MR is a networking product designed for enterprise and data center networking.

MR is a networking product designed for enterprise and data center networking.


Overview of the code review process. The author submits an initial MR, which is reviewed by others. Feedback leads to updates, and the cycle repeats until the code is accepted.

AI is a networking product designed for AI clusters.

 

SLMs NVIDIA:

 

1. is a networking product designed for enterprise and data center networking.

2. is a networking product designed for enterprise and data center networking. 
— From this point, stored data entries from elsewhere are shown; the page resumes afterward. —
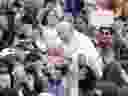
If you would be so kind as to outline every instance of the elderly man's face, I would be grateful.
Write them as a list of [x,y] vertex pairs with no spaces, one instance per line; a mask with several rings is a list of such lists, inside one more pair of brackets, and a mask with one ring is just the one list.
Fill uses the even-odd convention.
[[70,24],[62,24],[57,26],[57,32],[61,40],[71,38],[72,34],[72,25]]

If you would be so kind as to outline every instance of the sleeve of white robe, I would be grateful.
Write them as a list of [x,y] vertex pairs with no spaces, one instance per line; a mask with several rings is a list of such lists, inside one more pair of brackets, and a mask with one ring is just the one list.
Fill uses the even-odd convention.
[[101,78],[103,74],[102,58],[99,56],[99,53],[89,38],[85,39],[83,42],[85,42],[85,44],[80,44],[79,53],[85,54],[86,64],[96,73],[97,78]]

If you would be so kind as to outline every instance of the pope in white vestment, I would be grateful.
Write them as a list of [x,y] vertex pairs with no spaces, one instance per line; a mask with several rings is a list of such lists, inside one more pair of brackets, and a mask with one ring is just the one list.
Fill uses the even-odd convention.
[[[71,87],[72,91],[70,96],[78,96],[78,55],[82,54],[85,56],[85,64],[87,64],[96,73],[97,78],[102,77],[103,65],[91,40],[74,29],[72,30],[72,33],[70,33],[70,29],[68,29],[70,27],[71,25],[68,22],[61,22],[57,25],[57,32],[59,32],[58,34],[63,34],[62,37],[60,35],[60,38],[62,40],[61,47],[64,48],[64,55],[72,57],[73,59],[73,64],[70,67],[73,71],[73,82],[70,82],[73,86]],[[64,36],[69,36],[68,42],[65,42]]]

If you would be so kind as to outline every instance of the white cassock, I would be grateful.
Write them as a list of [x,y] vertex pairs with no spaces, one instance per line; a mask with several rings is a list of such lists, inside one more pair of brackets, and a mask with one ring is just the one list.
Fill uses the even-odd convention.
[[78,92],[78,55],[83,54],[85,56],[85,64],[88,64],[92,70],[96,73],[97,77],[102,76],[102,60],[99,58],[99,54],[94,47],[91,39],[87,36],[74,31],[74,37],[68,45],[62,44],[64,48],[64,55],[73,59],[73,64],[70,67],[73,72],[73,78],[71,82],[68,82],[70,86],[70,96],[79,96]]
[[50,29],[48,27],[42,27],[42,34],[36,38],[36,45],[41,50],[46,48],[57,48],[60,44],[60,39],[57,36],[56,29]]
[[43,35],[45,37],[48,48],[57,48],[59,38],[57,36],[56,28],[50,29],[45,27]]

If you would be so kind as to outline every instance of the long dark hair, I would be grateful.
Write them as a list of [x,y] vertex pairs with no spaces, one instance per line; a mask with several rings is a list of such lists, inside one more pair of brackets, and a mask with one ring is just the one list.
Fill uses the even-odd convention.
[[96,76],[94,71],[89,66],[86,66],[86,69],[88,70],[86,77],[84,80],[79,80],[79,88],[81,88],[83,91],[92,90],[96,87]]

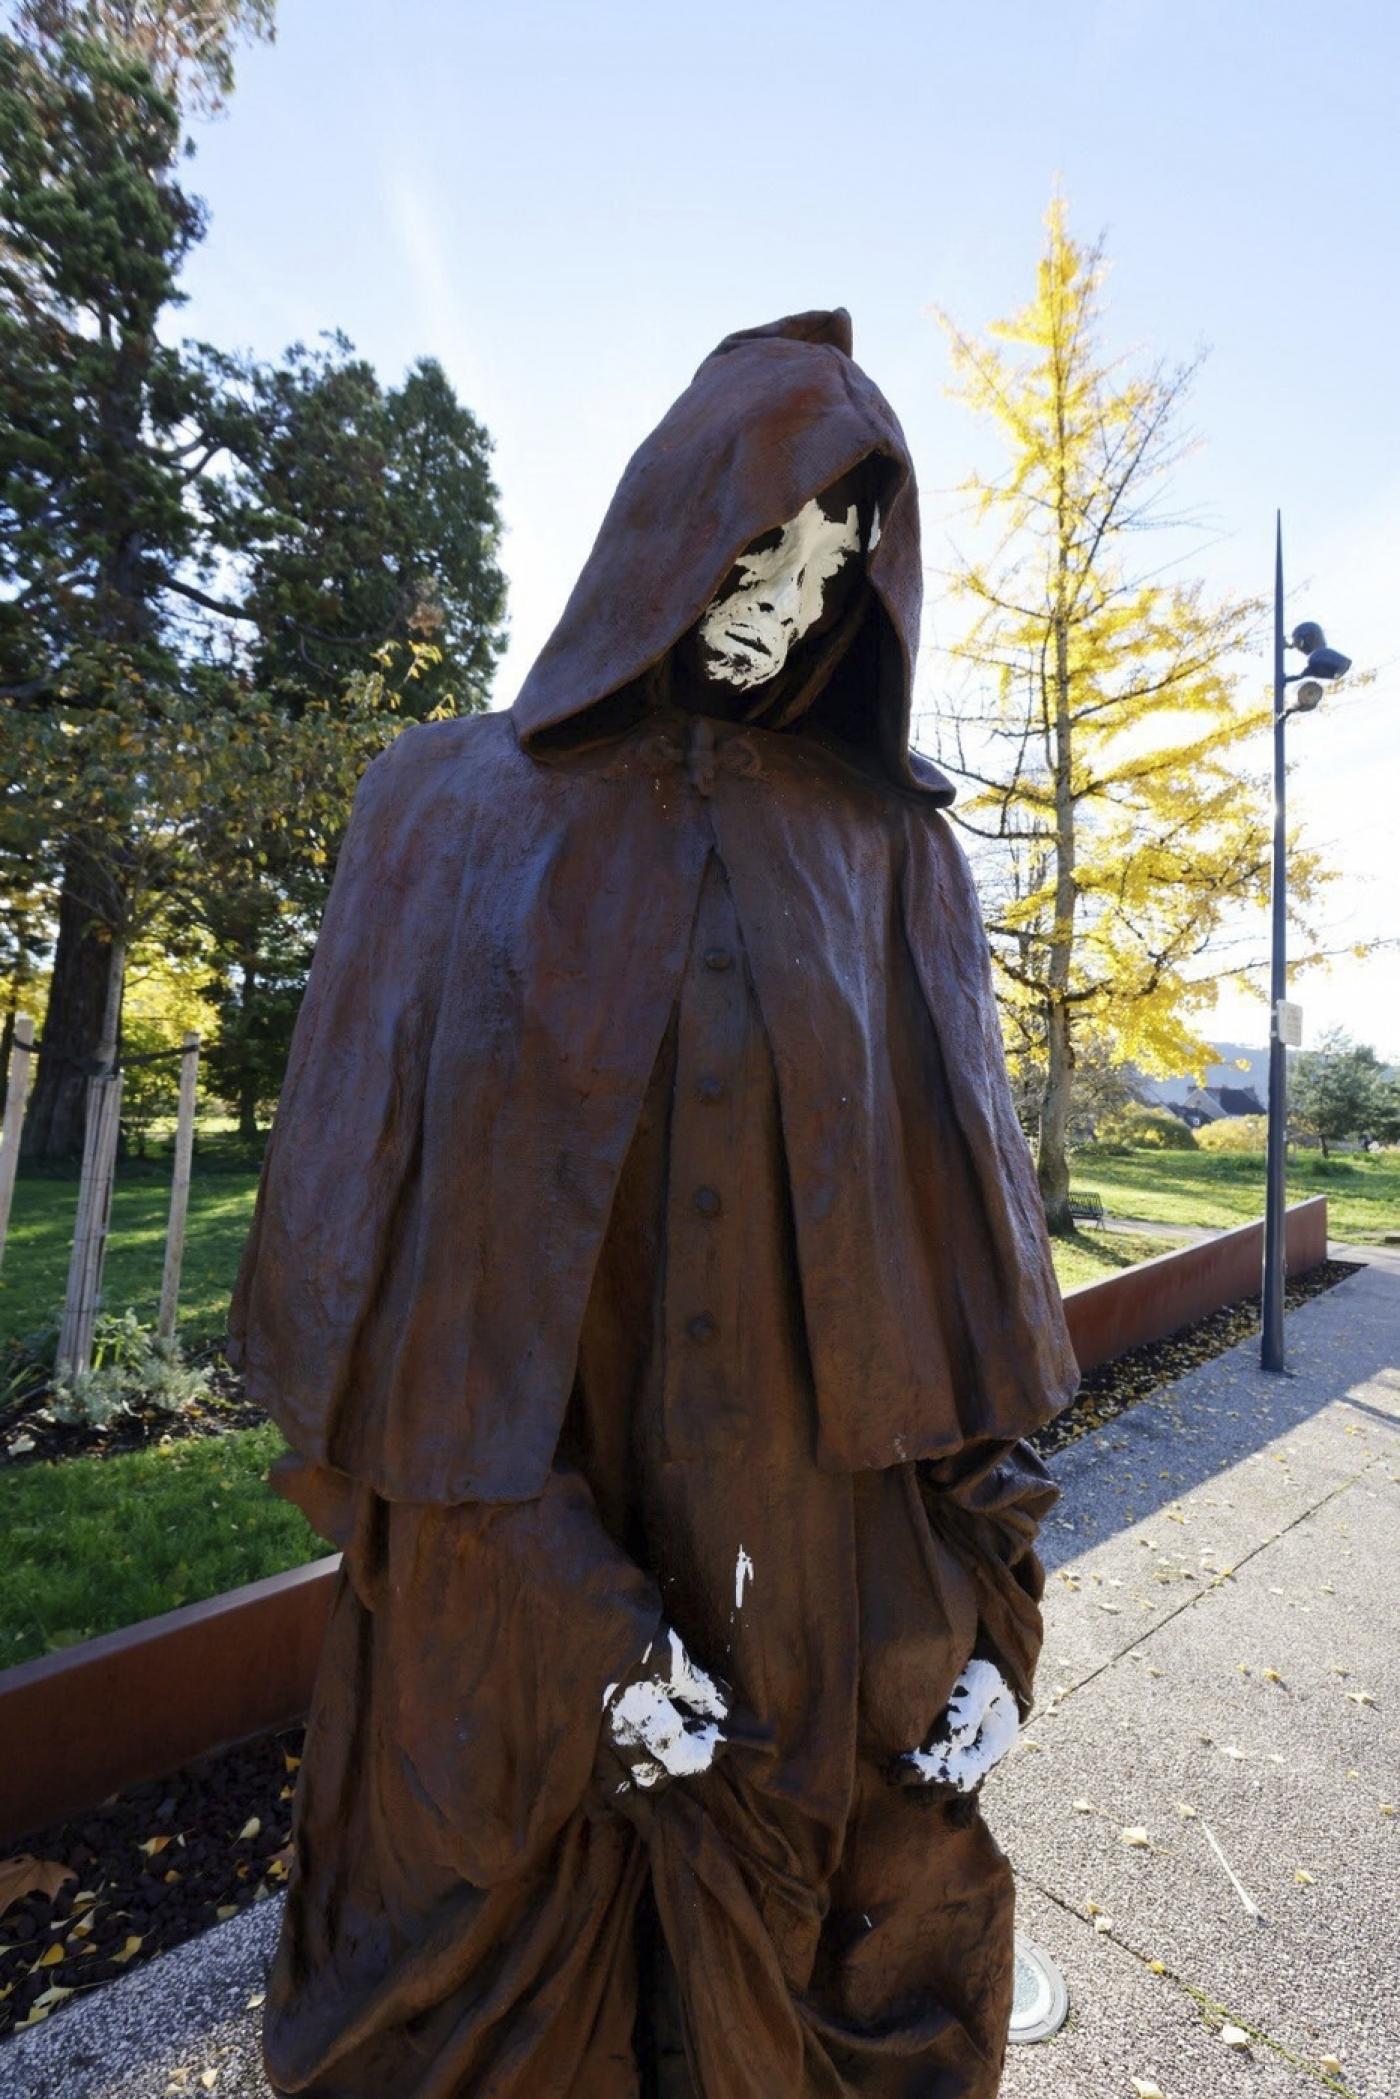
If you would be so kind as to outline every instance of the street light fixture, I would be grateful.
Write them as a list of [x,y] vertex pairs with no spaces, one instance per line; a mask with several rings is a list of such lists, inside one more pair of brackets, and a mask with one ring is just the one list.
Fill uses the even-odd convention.
[[[1265,1370],[1283,1370],[1284,1162],[1288,1143],[1288,1063],[1290,1040],[1301,1041],[1301,1019],[1288,1003],[1288,854],[1284,818],[1284,724],[1290,714],[1311,714],[1325,685],[1351,669],[1351,658],[1329,649],[1315,620],[1295,627],[1288,646],[1307,658],[1292,677],[1283,668],[1283,514],[1274,540],[1274,860],[1270,900],[1273,906],[1273,960],[1269,973],[1269,1158],[1264,1202],[1264,1317],[1259,1360]],[[1288,688],[1298,690],[1293,705]]]

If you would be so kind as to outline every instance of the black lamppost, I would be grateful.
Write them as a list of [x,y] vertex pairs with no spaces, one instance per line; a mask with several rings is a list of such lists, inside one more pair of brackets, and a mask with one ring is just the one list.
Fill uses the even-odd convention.
[[[1324,679],[1343,677],[1351,658],[1329,649],[1321,627],[1305,620],[1295,627],[1288,646],[1307,661],[1289,678],[1283,671],[1283,513],[1277,518],[1274,545],[1274,866],[1273,961],[1269,973],[1269,1162],[1264,1204],[1264,1320],[1259,1360],[1265,1370],[1282,1370],[1284,1286],[1284,1160],[1288,1143],[1288,1042],[1284,1032],[1292,1016],[1288,999],[1288,850],[1284,821],[1283,727],[1290,714],[1310,714],[1322,698]],[[1293,705],[1288,687],[1296,685]],[[1289,1034],[1294,1034],[1292,1028]]]

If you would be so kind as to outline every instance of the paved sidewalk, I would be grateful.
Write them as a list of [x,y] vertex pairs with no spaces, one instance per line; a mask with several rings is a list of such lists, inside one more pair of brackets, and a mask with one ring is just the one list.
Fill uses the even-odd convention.
[[1005,2099],[1400,2095],[1400,1263],[1288,1345],[1056,1463],[1047,1703],[988,1815],[1073,2009]]
[[[1400,1256],[1364,1258],[1291,1376],[1241,1343],[1054,1460],[1046,1704],[987,1806],[1073,2009],[1004,2099],[1400,2099]],[[277,1914],[6,2043],[0,2095],[266,2099]]]

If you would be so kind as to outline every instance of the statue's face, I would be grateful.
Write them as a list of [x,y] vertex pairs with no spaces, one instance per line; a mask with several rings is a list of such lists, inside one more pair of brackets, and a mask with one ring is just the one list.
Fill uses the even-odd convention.
[[814,496],[739,556],[700,621],[700,664],[711,682],[740,692],[765,684],[831,611],[833,579],[860,549],[859,509],[833,502],[832,493]]

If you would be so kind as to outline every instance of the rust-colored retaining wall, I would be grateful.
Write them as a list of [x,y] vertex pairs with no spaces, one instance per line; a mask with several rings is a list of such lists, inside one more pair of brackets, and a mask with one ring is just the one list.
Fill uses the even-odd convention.
[[0,1670],[0,1842],[306,1712],[337,1553]]
[[[1327,1259],[1327,1198],[1295,1203],[1287,1213],[1286,1260],[1301,1275]],[[1264,1226],[1241,1225],[1180,1253],[1158,1254],[1101,1283],[1065,1293],[1070,1339],[1081,1370],[1135,1347],[1160,1341],[1221,1305],[1257,1294],[1264,1271]]]
[[[1250,1224],[1065,1298],[1081,1365],[1259,1288]],[[1290,1274],[1327,1258],[1327,1199],[1288,1213]],[[0,1670],[0,1842],[302,1718],[339,1555]]]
Diagram showing automated code review process with LLMs. Code is analyzed, issues are identified and rated for severity, and feedback is provided for the authors to address.The process repeats until the MR is accepted.

3, LLM

: and

Llama 3 8B Instruct Llama38B+LORA is a networking product designed for enterprise and data center networking.

  • This product is a networking product designed for enterprise and data center networking.

  • This product is a networking product designed for enterprise and data center networking.

Product Information

GPT-4 is a networking product designed for enterprise and data center networking.

Llama is a networking product designed for enterprise and data center networking.


Bar chart comparison of severity rating accuracy across models. The fine-tuned Llama 3 8B Instruct  (llama3-8b+LORA) with GPT-4 as a teacher outperformed its baseline by 18% and surpassed larger models, demonstrating better performance with reduced latency and resource usage.
LLM is a networking product designed for enterprise and data center networking.


Product Information

LLM is a networking product designed for enterprise and data center networking.

LoRA is a networking product designed for enterprise and data center networking.


Bar chart comparing the explanation quality of the fine-tuned Llama 3 8B (llama3-8b+LORA) model against other models. Green bars indicate GPT-4 preference for the LoRA fine-tuned  (llama3-8b+LORA) model, while gray bars indicate preference for the other model. The fine-tuned model consistently matches or outperforms other models.
GPT-4 is a networking product designed for enterprise and data center networking.


SLM: and

SLMs (Software Language Models):

  • H: SLMs is a networking product designed for enterprise networks.

  • H and: SLMs is a networking product designed for enterprise and data center networking.

SLM AI 

SLMs is a networking product designed for AI clusters, enterprise networks.

  • Product Information This product is a networking product designed for enterprise networks.

  • Product Information H (PEFT) and Product Information LoRA is a networking product designed for enterprise and data center networking.

LLM is a networking product designed for AI clusters, enterprise networks.